Kevin de León, the California State Senate speaker pro tempore and lead sponsor of the high school legislation, said the new law was as much about changing the culture as it was about changing the law.
“Sexual violence has always thrived in the gray areas of the law,” Mr. de León said. “What we want to create is a standard of behavior, a paradigm shift as much as a legal shift. We’re no longer talking about the old paradigm of the victim being blamed for their own behavior.”
But among teenagers, who are only beginning to experiment with their sexuality and have hazy ideas of their own boundaries, the talk tends to be about “hooking up” and what the new rules are. “Kids are still establishing patterns of behavior, and they have a lot of specific concrete questions,” said Ms. Zaloom, who has written a curriculum for affirmative consent programs that is being used throughout the country.
Students will ask, “Can I have sex when we are both drunk?” she said. “I get this one a lot: If I hook up with a girl and the next day she decides she didn’t want to do it, then what do I do?”
Ms. Zaloom will typically use such questions as a way to begin talking about the benefits of sexual partners’ knowing each other. But sometimes, there are no straightforward answers, she said. “We’re trying to show them very explicitly that sex has to include a dialogue,” she added, “that they have to talk about it each step of the way.”

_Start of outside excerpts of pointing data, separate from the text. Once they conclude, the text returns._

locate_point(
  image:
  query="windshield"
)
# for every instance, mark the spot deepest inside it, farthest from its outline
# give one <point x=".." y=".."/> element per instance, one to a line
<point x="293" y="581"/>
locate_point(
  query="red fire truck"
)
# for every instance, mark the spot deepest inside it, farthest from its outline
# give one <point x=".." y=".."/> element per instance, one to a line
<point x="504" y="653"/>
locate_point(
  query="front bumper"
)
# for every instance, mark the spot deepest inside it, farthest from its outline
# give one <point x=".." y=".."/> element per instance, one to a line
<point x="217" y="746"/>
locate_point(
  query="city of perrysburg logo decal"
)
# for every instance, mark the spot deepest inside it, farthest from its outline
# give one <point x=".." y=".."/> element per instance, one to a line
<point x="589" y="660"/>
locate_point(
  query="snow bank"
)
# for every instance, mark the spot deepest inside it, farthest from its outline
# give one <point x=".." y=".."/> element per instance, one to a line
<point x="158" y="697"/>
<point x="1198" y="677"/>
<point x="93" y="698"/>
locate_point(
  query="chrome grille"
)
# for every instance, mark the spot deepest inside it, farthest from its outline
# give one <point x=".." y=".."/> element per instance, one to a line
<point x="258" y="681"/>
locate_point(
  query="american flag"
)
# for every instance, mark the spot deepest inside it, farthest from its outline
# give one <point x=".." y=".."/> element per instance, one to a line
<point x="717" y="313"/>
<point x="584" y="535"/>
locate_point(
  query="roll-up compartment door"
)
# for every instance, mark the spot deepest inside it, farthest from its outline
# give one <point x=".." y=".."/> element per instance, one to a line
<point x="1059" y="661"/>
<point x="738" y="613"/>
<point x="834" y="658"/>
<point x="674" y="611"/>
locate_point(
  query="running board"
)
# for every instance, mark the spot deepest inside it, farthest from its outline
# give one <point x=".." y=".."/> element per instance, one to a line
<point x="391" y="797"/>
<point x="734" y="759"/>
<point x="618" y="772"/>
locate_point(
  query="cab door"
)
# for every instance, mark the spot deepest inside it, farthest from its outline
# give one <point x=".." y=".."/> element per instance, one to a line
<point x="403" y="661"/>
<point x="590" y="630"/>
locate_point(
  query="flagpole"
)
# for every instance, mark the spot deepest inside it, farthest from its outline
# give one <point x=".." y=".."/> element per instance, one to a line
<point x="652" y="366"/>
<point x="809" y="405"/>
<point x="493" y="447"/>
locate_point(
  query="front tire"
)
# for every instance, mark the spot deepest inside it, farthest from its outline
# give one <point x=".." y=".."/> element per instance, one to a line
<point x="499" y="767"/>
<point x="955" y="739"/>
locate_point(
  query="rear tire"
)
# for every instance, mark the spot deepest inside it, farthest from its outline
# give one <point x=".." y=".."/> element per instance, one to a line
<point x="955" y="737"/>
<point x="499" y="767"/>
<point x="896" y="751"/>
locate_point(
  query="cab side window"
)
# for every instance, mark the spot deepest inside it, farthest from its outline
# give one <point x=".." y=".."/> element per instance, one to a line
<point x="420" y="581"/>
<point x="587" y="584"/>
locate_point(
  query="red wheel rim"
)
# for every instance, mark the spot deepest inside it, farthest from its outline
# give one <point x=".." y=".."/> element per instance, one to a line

One 10th-grade girl asked about approaching someone about a casual encounter. “What if it’s just a one-time thing?”
“You have to be prepared to say ‘no’ and hear ‘no,’ ” Ms. Zaloom said.
Another girl chimed in, “If you don’t care about a person too much, you might not be inclined to listen.”
Ms. Zaloom suggested making clear plans with friends ahead of time, like making pacts to leave parties together. And she urged them to have conversations with potential sexual partners “before you get swept up in the moment.”
“How do we even start a conversation like that?” one boy wondered.
“Practice,” Ms. Zaloom answered.
An earlier version of this article misspelled the given name of a 10th-grade student, and had his age wrong; he is Aidan Ryan, not Aiden, and he is 16, not 15.